Kesimpulan akhir: neoliberal dan semua operatornya adalah musuh Pancasila; dan semua kaum yang dirugikan (oleh neoliberal) wajib bergotong-royong bersatu dalam aksi menentangnya.

*****

(1) Pada sidang di mana Ir. Sukarno berpidato tentang Pancasila tanggal 1 Juni 1945, ia diminta oleh pimpinan sidang untuk memerah Pancasila (5) menjadi Trisila (3) dengan pertimbangan lima sila masih terlalu panjang. Ia menyanggupi dan menyebutkan Trisila, yaitu Sosio-demokrasi, Sosio-nasionalisme, dan Ketuhanan yang Berkebudayaan. Namun pimpinan sidang masih kurang puas dan menantang Ir. Sukarno apakah dapat memerah tiga sila menjadi satu sila saja. Dan Ir. Sukarno kembali menyanggupi, ia menyebut Gotong Royong (pen)

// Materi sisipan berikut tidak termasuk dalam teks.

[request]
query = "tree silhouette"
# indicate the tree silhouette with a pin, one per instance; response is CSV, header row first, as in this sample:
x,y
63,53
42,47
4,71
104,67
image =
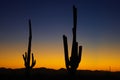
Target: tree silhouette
x,y
27,55
73,62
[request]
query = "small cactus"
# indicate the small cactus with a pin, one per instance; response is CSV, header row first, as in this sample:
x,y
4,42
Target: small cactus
x,y
27,55
73,62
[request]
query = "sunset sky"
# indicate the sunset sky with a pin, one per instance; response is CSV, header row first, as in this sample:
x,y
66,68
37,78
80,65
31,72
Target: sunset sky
x,y
98,31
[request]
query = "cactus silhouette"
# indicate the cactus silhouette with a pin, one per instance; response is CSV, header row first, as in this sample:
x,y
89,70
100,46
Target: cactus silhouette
x,y
27,55
73,62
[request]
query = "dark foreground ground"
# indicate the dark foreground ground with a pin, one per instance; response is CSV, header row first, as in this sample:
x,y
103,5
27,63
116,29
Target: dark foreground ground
x,y
61,74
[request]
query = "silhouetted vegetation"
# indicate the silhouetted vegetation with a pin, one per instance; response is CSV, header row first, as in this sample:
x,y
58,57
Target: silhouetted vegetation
x,y
73,62
27,55
61,74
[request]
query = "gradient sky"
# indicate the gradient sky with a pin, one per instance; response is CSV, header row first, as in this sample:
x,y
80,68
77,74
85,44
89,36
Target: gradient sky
x,y
98,31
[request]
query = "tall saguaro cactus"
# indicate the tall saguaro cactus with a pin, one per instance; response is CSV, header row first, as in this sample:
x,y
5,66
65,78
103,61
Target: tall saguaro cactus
x,y
73,62
27,55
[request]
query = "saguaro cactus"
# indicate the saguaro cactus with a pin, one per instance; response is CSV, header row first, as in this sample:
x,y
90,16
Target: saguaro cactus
x,y
27,55
73,62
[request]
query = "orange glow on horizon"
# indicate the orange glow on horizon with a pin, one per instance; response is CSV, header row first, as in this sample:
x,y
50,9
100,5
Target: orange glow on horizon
x,y
53,57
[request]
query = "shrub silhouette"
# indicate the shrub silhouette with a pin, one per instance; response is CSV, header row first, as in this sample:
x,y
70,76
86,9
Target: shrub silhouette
x,y
73,62
27,55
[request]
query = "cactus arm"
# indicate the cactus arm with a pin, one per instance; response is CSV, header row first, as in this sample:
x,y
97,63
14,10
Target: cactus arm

"Pancasila jangan sebatas wawasan saja, tetapi harus menjadi ideologi aksi dalam praktek."


Joesoef Isak dalam suatu tulisan pengantar di tahun 2008 (sebelum tutup usia)

"Tetapi Republik Indonesia menghadapkan kita dengan satu keadaan jang istimewa. Rakjat adalah beraneka ragam, beraneka adat, beraneka ethnologi. Rakjat yang demikian itu membutuhkan satu "dasar pemersatu". Dasar pemersatu itu adalah Pantjasila."